Surface heat flow observations, including the global heat flow database42 and heat flow from the Curie point depth estimates43, are employed in this study to further constrain the thermal modeling (Fig. S1). The observed surface heat flow averages < 60 mW/m2 in the Mariana forearc basin, which has no accretionary complex but does have an outer-rise high, indicating probable low-density serpentinized mantle lithosphere beneath the outer forearc44. Similar to previous thermal models applied to northeastern and SW Japan, Hikurangi, Cascadia, and Chile28,29,30,31,32,33, the subduction velocities are obtained from the MORVEL 25-plate calculator for relative motion angular velocities24,25 and extrapolated into the subducted slab (Fig. 4a).
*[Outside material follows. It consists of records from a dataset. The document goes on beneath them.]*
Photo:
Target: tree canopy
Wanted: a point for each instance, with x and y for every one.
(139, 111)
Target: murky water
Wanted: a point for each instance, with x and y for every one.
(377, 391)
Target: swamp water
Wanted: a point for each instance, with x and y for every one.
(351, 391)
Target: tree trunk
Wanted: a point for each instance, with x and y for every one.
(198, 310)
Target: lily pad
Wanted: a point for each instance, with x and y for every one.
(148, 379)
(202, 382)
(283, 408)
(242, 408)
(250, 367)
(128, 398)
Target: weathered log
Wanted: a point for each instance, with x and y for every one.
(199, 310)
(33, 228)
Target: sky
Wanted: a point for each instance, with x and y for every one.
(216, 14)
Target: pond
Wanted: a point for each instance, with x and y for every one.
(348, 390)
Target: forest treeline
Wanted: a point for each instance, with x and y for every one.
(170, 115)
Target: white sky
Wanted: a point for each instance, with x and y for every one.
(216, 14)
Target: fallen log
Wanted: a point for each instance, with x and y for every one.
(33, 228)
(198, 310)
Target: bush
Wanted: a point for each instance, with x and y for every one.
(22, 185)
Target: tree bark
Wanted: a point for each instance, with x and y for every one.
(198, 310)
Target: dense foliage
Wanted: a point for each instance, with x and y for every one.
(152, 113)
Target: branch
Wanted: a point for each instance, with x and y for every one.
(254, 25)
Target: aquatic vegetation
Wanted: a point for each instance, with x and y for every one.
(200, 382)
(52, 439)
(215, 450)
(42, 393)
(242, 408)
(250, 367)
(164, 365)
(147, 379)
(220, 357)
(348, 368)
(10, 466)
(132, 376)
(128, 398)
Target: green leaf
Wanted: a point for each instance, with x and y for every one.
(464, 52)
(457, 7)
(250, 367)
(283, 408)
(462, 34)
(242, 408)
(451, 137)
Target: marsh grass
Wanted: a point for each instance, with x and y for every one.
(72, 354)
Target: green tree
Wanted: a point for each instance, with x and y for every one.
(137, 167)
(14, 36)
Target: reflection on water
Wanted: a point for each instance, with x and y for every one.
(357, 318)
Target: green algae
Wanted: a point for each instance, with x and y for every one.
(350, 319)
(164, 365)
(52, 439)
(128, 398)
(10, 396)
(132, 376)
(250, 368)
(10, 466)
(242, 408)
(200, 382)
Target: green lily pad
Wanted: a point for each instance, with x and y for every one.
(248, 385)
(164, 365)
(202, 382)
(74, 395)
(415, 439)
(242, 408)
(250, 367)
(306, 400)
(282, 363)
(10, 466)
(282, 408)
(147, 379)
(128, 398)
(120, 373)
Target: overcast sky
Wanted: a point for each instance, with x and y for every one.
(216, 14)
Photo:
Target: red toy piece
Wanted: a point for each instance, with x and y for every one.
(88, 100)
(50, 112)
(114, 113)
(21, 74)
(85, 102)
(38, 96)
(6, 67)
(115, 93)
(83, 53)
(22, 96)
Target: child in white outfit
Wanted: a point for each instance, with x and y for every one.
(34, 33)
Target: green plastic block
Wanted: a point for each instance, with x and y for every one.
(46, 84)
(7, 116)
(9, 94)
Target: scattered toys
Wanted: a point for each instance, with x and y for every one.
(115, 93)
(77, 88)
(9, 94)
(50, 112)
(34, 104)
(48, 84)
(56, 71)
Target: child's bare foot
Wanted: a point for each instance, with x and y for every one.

The grid cells on the subducted Pacific Plate are prescribed with various motion rates and directions with regard to the Philippine Sea Plate, constituting the kinematic slab domain. The model boundaries and bottom are assumed to be adiabatic and permeable, except that the top boundary is set as rigid and has a temperature of 0 °C. The viscosity for wet olivine follows those from Hirth and Kohlstedt45 and Burkett and Billen46 for the upper mantle. The composite model settings, including the model configuration, initial and boundary conditions, and physical parameters, are illustrated in the Supplemental Information (SI). Based on these mature model settings, the 3-D thermal state and the phase transition of subducted rocks in the structured tectonic complex in the Marianas become calculable, and the thermal structural features caused by this rare high curvature and steep dip can be further estimated.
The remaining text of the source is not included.